Wildly silly and littered with obscenity: This show will make you laugh until it hurts

1 week ago 12

Cameron Woodhead

February 13, 2026 — 12:48pm

MUSICAL THEATRE
The Book of Mormon ★★★★★
Princess Theatre, from February 12

Much has changed since The Book of Mormon’s Australian premiere in 2017, but the omnivorous satire of Trey Parker and Matt Stone retains an edge in a fallen world that seems increasingly immune to parody.

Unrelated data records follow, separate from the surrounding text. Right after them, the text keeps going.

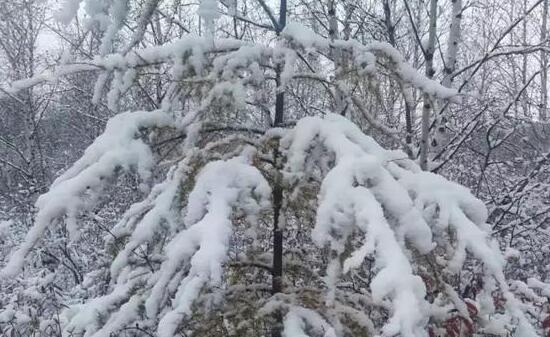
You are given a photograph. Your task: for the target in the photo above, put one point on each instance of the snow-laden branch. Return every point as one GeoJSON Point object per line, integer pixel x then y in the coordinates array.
{"type": "Point", "coordinates": [397, 206]}
{"type": "Point", "coordinates": [120, 147]}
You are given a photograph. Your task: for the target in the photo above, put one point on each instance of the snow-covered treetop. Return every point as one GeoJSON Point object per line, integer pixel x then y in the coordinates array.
{"type": "Point", "coordinates": [403, 232]}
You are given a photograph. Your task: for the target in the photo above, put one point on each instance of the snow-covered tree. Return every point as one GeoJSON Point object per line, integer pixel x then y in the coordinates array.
{"type": "Point", "coordinates": [254, 221]}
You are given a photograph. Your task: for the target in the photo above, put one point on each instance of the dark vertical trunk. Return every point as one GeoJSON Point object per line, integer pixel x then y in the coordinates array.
{"type": "Point", "coordinates": [277, 271]}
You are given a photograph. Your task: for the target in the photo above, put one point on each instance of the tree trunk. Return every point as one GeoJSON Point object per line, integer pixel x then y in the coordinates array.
{"type": "Point", "coordinates": [278, 220]}
{"type": "Point", "coordinates": [544, 65]}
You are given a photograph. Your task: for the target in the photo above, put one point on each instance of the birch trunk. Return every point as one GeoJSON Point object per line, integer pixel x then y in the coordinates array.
{"type": "Point", "coordinates": [427, 107]}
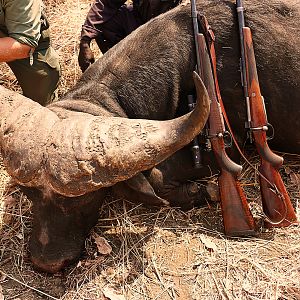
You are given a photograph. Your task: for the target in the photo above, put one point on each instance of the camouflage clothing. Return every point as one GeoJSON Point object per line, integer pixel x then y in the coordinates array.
{"type": "Point", "coordinates": [23, 21]}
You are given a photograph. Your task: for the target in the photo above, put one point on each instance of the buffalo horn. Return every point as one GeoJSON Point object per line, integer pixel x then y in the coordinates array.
{"type": "Point", "coordinates": [76, 155]}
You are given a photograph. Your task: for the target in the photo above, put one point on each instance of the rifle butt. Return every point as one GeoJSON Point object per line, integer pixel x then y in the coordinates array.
{"type": "Point", "coordinates": [275, 207]}
{"type": "Point", "coordinates": [237, 218]}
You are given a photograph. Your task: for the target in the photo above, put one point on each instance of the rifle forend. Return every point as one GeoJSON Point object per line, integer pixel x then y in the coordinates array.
{"type": "Point", "coordinates": [237, 218]}
{"type": "Point", "coordinates": [276, 202]}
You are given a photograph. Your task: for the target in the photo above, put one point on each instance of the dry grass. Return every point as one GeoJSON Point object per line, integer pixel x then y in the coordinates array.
{"type": "Point", "coordinates": [156, 253]}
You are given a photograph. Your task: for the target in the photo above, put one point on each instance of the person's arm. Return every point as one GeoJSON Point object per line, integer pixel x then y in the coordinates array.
{"type": "Point", "coordinates": [23, 29]}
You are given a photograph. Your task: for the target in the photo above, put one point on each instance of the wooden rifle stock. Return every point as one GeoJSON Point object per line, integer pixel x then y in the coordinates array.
{"type": "Point", "coordinates": [237, 218]}
{"type": "Point", "coordinates": [275, 200]}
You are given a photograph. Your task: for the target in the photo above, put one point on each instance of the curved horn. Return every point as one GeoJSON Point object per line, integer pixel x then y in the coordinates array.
{"type": "Point", "coordinates": [83, 153]}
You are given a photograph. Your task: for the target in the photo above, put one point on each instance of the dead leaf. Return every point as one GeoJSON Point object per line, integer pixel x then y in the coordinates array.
{"type": "Point", "coordinates": [210, 246]}
{"type": "Point", "coordinates": [102, 244]}
{"type": "Point", "coordinates": [112, 294]}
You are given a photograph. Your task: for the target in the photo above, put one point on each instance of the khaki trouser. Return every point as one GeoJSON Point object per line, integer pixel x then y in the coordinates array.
{"type": "Point", "coordinates": [38, 81]}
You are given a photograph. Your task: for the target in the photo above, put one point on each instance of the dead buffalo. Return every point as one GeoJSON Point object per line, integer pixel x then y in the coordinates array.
{"type": "Point", "coordinates": [68, 155]}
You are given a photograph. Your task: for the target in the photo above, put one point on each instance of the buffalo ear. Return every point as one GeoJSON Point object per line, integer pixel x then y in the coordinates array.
{"type": "Point", "coordinates": [139, 190]}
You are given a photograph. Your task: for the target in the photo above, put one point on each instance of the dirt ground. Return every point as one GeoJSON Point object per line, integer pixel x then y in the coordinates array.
{"type": "Point", "coordinates": [155, 253]}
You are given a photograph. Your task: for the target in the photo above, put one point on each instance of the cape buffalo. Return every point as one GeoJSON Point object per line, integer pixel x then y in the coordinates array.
{"type": "Point", "coordinates": [67, 156]}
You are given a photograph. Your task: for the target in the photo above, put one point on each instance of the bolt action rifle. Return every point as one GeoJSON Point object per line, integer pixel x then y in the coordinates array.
{"type": "Point", "coordinates": [237, 218]}
{"type": "Point", "coordinates": [275, 200]}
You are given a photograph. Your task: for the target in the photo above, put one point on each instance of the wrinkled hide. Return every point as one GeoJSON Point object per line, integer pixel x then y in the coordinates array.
{"type": "Point", "coordinates": [148, 76]}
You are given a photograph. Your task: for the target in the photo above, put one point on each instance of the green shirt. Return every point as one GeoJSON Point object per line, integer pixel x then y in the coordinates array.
{"type": "Point", "coordinates": [21, 20]}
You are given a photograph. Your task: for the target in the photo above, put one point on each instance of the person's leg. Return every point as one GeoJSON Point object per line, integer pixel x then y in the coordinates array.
{"type": "Point", "coordinates": [123, 23]}
{"type": "Point", "coordinates": [38, 81]}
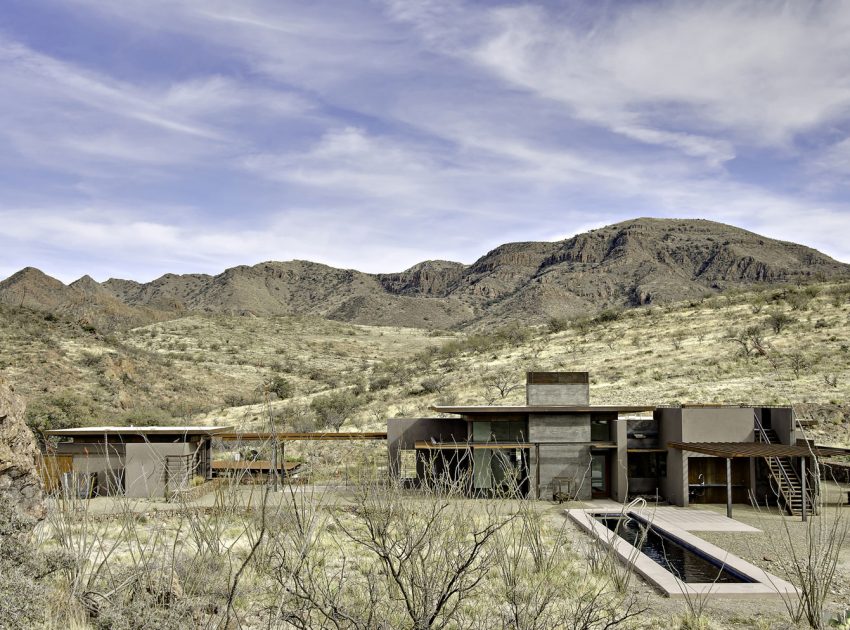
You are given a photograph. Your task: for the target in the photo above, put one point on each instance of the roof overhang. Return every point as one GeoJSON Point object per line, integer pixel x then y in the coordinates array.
{"type": "Point", "coordinates": [148, 430]}
{"type": "Point", "coordinates": [547, 409]}
{"type": "Point", "coordinates": [732, 450]}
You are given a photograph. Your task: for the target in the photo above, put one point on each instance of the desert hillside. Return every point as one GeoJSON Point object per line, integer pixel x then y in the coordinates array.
{"type": "Point", "coordinates": [784, 345]}
{"type": "Point", "coordinates": [634, 263]}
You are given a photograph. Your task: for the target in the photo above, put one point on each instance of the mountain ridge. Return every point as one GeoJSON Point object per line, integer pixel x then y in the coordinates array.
{"type": "Point", "coordinates": [631, 263]}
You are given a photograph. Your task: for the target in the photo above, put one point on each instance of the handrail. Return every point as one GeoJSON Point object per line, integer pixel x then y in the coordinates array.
{"type": "Point", "coordinates": [788, 500]}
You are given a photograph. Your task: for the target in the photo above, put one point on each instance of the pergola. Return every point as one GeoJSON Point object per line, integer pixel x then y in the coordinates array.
{"type": "Point", "coordinates": [733, 450]}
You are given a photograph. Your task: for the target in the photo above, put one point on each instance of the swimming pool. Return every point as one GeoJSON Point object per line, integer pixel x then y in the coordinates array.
{"type": "Point", "coordinates": [675, 561]}
{"type": "Point", "coordinates": [679, 558]}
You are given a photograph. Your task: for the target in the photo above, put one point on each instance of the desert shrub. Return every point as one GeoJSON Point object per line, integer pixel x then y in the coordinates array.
{"type": "Point", "coordinates": [280, 386]}
{"type": "Point", "coordinates": [333, 409]}
{"type": "Point", "coordinates": [608, 315]}
{"type": "Point", "coordinates": [90, 359]}
{"type": "Point", "coordinates": [798, 300]}
{"type": "Point", "coordinates": [432, 385]}
{"type": "Point", "coordinates": [379, 382]}
{"type": "Point", "coordinates": [61, 411]}
{"type": "Point", "coordinates": [557, 324]}
{"type": "Point", "coordinates": [236, 399]}
{"type": "Point", "coordinates": [513, 334]}
{"type": "Point", "coordinates": [24, 596]}
{"type": "Point", "coordinates": [778, 320]}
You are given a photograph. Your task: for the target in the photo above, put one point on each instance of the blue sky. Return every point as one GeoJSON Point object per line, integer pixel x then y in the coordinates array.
{"type": "Point", "coordinates": [142, 137]}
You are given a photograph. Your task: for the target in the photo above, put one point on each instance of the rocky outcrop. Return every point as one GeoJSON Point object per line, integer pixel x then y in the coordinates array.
{"type": "Point", "coordinates": [637, 262]}
{"type": "Point", "coordinates": [20, 483]}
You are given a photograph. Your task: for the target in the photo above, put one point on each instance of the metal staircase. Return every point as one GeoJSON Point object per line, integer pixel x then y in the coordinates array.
{"type": "Point", "coordinates": [783, 476]}
{"type": "Point", "coordinates": [784, 479]}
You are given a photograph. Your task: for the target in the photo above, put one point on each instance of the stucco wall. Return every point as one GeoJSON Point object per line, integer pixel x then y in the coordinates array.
{"type": "Point", "coordinates": [144, 470]}
{"type": "Point", "coordinates": [107, 464]}
{"type": "Point", "coordinates": [403, 433]}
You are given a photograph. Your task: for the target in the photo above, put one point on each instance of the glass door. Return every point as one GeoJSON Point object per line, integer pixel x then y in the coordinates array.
{"type": "Point", "coordinates": [599, 475]}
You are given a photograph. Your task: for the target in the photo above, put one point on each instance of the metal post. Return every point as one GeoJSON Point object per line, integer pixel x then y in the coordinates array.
{"type": "Point", "coordinates": [729, 487]}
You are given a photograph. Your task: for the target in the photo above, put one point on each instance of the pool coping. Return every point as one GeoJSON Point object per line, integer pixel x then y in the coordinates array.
{"type": "Point", "coordinates": [766, 585]}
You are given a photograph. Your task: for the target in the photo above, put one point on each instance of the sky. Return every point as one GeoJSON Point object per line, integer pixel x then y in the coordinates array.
{"type": "Point", "coordinates": [143, 137]}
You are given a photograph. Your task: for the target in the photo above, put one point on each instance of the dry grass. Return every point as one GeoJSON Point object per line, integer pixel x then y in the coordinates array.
{"type": "Point", "coordinates": [212, 369]}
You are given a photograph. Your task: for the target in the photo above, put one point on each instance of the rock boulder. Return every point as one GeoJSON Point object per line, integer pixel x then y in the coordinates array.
{"type": "Point", "coordinates": [20, 483]}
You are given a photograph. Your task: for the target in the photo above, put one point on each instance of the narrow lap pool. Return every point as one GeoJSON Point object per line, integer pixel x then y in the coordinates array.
{"type": "Point", "coordinates": [676, 556]}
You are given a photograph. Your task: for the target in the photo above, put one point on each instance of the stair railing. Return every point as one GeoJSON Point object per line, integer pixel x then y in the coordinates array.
{"type": "Point", "coordinates": [763, 437]}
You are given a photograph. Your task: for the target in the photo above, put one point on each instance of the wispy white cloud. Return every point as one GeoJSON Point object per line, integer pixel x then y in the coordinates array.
{"type": "Point", "coordinates": [673, 73]}
{"type": "Point", "coordinates": [375, 134]}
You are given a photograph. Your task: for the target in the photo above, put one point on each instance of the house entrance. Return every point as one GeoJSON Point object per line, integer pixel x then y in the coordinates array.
{"type": "Point", "coordinates": [600, 475]}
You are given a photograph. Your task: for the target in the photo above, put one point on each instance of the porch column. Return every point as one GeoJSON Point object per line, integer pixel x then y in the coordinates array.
{"type": "Point", "coordinates": [729, 487]}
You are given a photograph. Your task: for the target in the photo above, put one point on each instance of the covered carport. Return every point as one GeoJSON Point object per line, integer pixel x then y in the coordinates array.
{"type": "Point", "coordinates": [734, 450]}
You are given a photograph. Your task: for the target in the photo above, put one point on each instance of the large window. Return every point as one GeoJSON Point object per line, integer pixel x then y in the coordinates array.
{"type": "Point", "coordinates": [600, 430]}
{"type": "Point", "coordinates": [500, 431]}
{"type": "Point", "coordinates": [407, 464]}
{"type": "Point", "coordinates": [645, 465]}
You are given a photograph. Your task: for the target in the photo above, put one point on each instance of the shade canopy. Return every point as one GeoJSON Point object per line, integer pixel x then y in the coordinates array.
{"type": "Point", "coordinates": [313, 435]}
{"type": "Point", "coordinates": [495, 409]}
{"type": "Point", "coordinates": [752, 449]}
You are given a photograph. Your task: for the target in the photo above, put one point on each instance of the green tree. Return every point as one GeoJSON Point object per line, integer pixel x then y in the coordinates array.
{"type": "Point", "coordinates": [332, 410]}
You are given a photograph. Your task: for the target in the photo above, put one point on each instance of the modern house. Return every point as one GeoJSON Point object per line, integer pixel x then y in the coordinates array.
{"type": "Point", "coordinates": [558, 445]}
{"type": "Point", "coordinates": [140, 462]}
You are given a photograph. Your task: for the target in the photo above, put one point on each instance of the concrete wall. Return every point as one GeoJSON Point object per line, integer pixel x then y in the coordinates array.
{"type": "Point", "coordinates": [620, 472]}
{"type": "Point", "coordinates": [557, 388]}
{"type": "Point", "coordinates": [782, 421]}
{"type": "Point", "coordinates": [106, 462]}
{"type": "Point", "coordinates": [403, 433]}
{"type": "Point", "coordinates": [695, 424]}
{"type": "Point", "coordinates": [555, 458]}
{"type": "Point", "coordinates": [144, 469]}
{"type": "Point", "coordinates": [675, 485]}
{"type": "Point", "coordinates": [717, 424]}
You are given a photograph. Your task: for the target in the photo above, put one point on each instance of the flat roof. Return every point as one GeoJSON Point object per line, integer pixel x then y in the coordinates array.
{"type": "Point", "coordinates": [473, 409]}
{"type": "Point", "coordinates": [752, 449]}
{"type": "Point", "coordinates": [145, 430]}
{"type": "Point", "coordinates": [235, 436]}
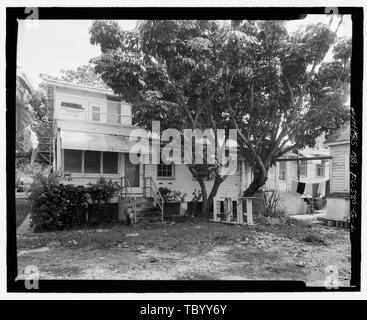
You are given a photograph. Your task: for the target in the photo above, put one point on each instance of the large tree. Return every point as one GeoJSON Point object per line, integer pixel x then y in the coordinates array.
{"type": "Point", "coordinates": [168, 72]}
{"type": "Point", "coordinates": [252, 75]}
{"type": "Point", "coordinates": [288, 95]}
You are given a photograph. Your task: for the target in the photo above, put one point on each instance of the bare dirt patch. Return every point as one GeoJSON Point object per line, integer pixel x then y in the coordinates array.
{"type": "Point", "coordinates": [190, 251]}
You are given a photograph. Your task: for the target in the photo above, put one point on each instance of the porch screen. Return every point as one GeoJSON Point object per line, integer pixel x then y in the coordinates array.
{"type": "Point", "coordinates": [92, 161]}
{"type": "Point", "coordinates": [110, 162]}
{"type": "Point", "coordinates": [72, 161]}
{"type": "Point", "coordinates": [132, 172]}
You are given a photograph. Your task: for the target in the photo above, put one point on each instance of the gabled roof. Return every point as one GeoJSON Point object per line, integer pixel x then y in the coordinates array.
{"type": "Point", "coordinates": [340, 136]}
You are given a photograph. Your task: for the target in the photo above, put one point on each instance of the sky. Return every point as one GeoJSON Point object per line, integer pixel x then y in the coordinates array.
{"type": "Point", "coordinates": [64, 44]}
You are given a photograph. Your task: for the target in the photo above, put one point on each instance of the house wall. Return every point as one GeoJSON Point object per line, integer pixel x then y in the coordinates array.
{"type": "Point", "coordinates": [340, 168]}
{"type": "Point", "coordinates": [184, 182]}
{"type": "Point", "coordinates": [291, 174]}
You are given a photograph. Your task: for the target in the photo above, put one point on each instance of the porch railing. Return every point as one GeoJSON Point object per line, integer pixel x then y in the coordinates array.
{"type": "Point", "coordinates": [128, 191]}
{"type": "Point", "coordinates": [154, 193]}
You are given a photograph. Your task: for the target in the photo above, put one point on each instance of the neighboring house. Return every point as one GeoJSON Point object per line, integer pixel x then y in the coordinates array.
{"type": "Point", "coordinates": [310, 165]}
{"type": "Point", "coordinates": [338, 200]}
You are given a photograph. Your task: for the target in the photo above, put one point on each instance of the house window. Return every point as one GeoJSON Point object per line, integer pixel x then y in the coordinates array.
{"type": "Point", "coordinates": [303, 168]}
{"type": "Point", "coordinates": [164, 170]}
{"type": "Point", "coordinates": [114, 112]}
{"type": "Point", "coordinates": [92, 162]}
{"type": "Point", "coordinates": [110, 162]}
{"type": "Point", "coordinates": [71, 105]}
{"type": "Point", "coordinates": [73, 161]}
{"type": "Point", "coordinates": [320, 169]}
{"type": "Point", "coordinates": [282, 170]}
{"type": "Point", "coordinates": [96, 114]}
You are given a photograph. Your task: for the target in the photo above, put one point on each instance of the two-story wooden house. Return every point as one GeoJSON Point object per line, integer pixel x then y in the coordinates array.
{"type": "Point", "coordinates": [91, 134]}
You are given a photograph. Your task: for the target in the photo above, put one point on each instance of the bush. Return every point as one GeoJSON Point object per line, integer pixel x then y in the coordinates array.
{"type": "Point", "coordinates": [55, 206]}
{"type": "Point", "coordinates": [52, 202]}
{"type": "Point", "coordinates": [271, 200]}
{"type": "Point", "coordinates": [101, 194]}
{"type": "Point", "coordinates": [170, 196]}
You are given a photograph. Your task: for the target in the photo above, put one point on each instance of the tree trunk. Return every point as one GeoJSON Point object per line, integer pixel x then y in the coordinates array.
{"type": "Point", "coordinates": [217, 182]}
{"type": "Point", "coordinates": [259, 180]}
{"type": "Point", "coordinates": [206, 201]}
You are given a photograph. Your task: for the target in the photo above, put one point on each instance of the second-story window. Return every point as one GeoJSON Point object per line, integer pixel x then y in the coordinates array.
{"type": "Point", "coordinates": [96, 113]}
{"type": "Point", "coordinates": [113, 112]}
{"type": "Point", "coordinates": [92, 162]}
{"type": "Point", "coordinates": [320, 169]}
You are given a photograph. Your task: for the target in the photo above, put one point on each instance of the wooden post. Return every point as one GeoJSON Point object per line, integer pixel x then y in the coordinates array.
{"type": "Point", "coordinates": [249, 211]}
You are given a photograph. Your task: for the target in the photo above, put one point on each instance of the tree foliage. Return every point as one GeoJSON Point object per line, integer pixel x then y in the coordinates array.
{"type": "Point", "coordinates": [275, 87]}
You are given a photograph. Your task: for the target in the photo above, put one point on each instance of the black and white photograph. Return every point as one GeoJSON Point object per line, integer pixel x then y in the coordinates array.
{"type": "Point", "coordinates": [211, 150]}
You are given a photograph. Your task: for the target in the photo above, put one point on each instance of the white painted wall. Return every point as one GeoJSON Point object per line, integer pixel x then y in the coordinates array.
{"type": "Point", "coordinates": [184, 182]}
{"type": "Point", "coordinates": [340, 168]}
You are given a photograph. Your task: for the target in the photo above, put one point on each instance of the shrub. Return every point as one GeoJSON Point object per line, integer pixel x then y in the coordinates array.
{"type": "Point", "coordinates": [55, 205]}
{"type": "Point", "coordinates": [171, 196]}
{"type": "Point", "coordinates": [271, 200]}
{"type": "Point", "coordinates": [52, 202]}
{"type": "Point", "coordinates": [101, 194]}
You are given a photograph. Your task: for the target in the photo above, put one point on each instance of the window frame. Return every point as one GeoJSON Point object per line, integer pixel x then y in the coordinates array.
{"type": "Point", "coordinates": [284, 178]}
{"type": "Point", "coordinates": [114, 114]}
{"type": "Point", "coordinates": [303, 166]}
{"type": "Point", "coordinates": [90, 174]}
{"type": "Point", "coordinates": [172, 177]}
{"type": "Point", "coordinates": [320, 166]}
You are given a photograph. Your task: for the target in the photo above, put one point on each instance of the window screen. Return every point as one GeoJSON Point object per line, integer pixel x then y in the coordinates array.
{"type": "Point", "coordinates": [113, 112]}
{"type": "Point", "coordinates": [303, 168]}
{"type": "Point", "coordinates": [165, 171]}
{"type": "Point", "coordinates": [282, 170]}
{"type": "Point", "coordinates": [110, 162]}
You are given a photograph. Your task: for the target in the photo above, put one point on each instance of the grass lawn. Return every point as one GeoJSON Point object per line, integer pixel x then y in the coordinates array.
{"type": "Point", "coordinates": [190, 250]}
{"type": "Point", "coordinates": [21, 210]}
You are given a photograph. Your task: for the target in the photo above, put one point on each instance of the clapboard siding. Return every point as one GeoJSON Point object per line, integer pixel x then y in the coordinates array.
{"type": "Point", "coordinates": [184, 182]}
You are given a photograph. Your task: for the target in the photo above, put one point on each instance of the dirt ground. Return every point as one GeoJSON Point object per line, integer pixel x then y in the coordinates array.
{"type": "Point", "coordinates": [192, 250]}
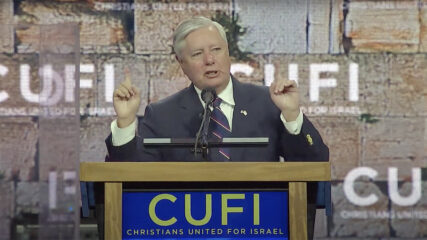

The Book of Mormon has retained its edge.Jason South

No comedy landed blows on the cruelty, chaos, and naked authoritarian intent of the second Trump administration quite like the latest season of South Park – which featured the President having sex with Satan – and despite a similar puerile streak, The Book of Mormon remains one of the funniest Broadway musicals of all time, not least because it is willing to slaughter every sacred cow in sight.

This wildly silly story of Mormons sent to a remote Ugandan village takes comedic licence to extremes.

It’s all kinds of wrong. Songs littered with lyric obscenity. Tap dancing choruses of self-appointed white saviours. Parodies of cultural appropriation (with musical nods to The Lion King) and cultural relativism (with a villain devoted to female genital mutilation), and light mockery of the stranger beliefs of Mormonism, all wrapped in a post-colonial encounter that transcends offence by lobbing counter-offence at every uncomfortable truth it lampoons.

Young Mormon missionaries Elder Price (Sean Johnston) and Elder Cunningham (Nick Cox) have their work cut out for them. The Africans they’ve been sent to convert are unreceptive, and fair enough. Poverty and AIDS are rampant, and they live under the gun of a vicious warlord, General Buttf---ing Naked (Augie Tchantcho), who’s determined to cut off every clitoris in their village.

Sean Johnston as Elder Price and Nick Cox as Elder Cunningham.Jason South

The town’s leader Mafala Hatimbi (Simbarashe Matshe) and his daughter Nabulungi (Paris Leveque) are prone to cursing the Almighty, the Elder in charge (Tom Struik) is a closeted homosexual, and the hopelessness of their mission leads even the ardent, all-American Elder Price to a crisis of faith.

It’s up to his super-nerd sidekick Elder Cunningham – a maidenless sweatlord with a Star Wars obsession – to spice up the word of Jesus if he wants to bring the populace into the church. But is he giving them false hope? And what will happen when the newly converted Africans perform a play containing their interpretation of Mormon beliefs?

This production is in some respects better than the one in 2017. The central comedy duo has sharper definition and contrast, the Bob Fosse-inspired choruses of dancing Mormons give showstopping performances, and the chorus of African villagers has the last laugh in a scene of utter hilarity.

There’s the odd soft point, too, notably the relative weakness of Leveque’s voice in a role that was sung last time around by the inimitable Zahra Newman.

Still, this all-singing, all-dancing production is packed with vocal and comedic talent, and the show will make you laugh ’til it hurts, whether you’ve seen it before or not.